Let $f : Spec(A) \rightarrow Spec(B)$ correspond to a ring homomorphism $\phi : B \rightarrow A$. Let $I$ be an ideal of $A$. Then, $\overline{f(V(I))} = V(\phi^{-1}(I))$.
This theorem is stated in the Wikipedia article but without proof. I've attempted to prove it as follows:
If $p \in Spec(A)$ contains $I$, then $f(p) = \phi^{-1}(p)$ contains $\phi^{-1}(I)$, as for $b \in B$, $b \in \phi^{-1}(I) \leftrightarrow \phi(b) \in I \rightarrow \phi(b) \in p \leftrightarrow b \in \phi^{-1}(p)$ . Therefore, $f(V(I)) \subseteq V(\phi^{-1}(I))$ .

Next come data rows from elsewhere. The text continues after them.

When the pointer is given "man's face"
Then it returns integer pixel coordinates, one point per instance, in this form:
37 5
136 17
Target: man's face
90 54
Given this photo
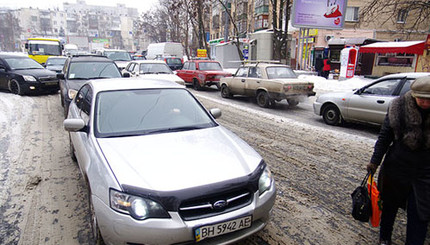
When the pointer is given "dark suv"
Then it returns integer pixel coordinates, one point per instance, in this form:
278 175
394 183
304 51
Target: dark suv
22 75
79 69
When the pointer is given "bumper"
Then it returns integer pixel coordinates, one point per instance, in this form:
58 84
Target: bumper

But I'm stuck on the part where we finish the proof by taking closures and showing they're equal. Can you please help me?

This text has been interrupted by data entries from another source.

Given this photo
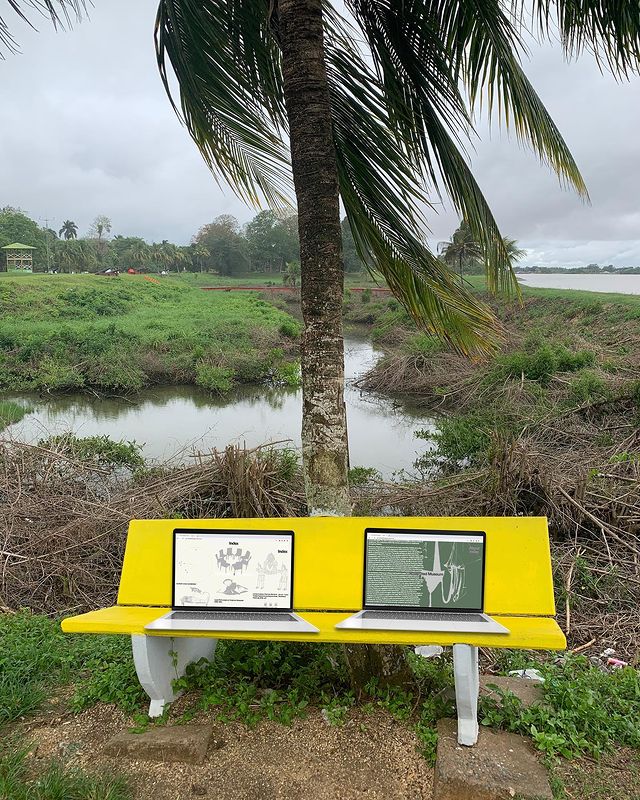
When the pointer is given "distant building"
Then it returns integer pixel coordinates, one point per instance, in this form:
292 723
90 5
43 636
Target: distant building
18 256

Let $C$ be a closed subset of $\operatorname{Spec} B$ containing $f(V(I))$. We can write $C = V(J)$ for some ideal $J$ of $B$. Since $V(J) \supset f(V(I))$ then $f^{-1}(V(J)) \supset V(I)$, i.e., $V(\phi(J)) \supset V(I)$. So $\phi(J) \subset I$, which implies $J \subset \phi^{-1}(I)$. Therefore $V(J) \supset V(\phi^{-1}(I))$, that is, $C\supset V(\phi^{-1}(I))$. Since $C$ was arbitrary, $\overline{f(V(I))} \supset V(\phi^{-1}(I))$. On the other hand, $V(\phi^{-1}(I))$ is already a closed subset of $\operatorname{Spec}A$ containing $f(V(I))$: $$f^{-1}[V(\phi^{-1}(I))] = V(\phi(\phi^{-1}(I))) \supset V(I)$$ so $V(\phi^{-1}(I)) \supset f(V(I))$. Consequently, $\overline{f(V(I))} = V(\phi^{-1}(I))$.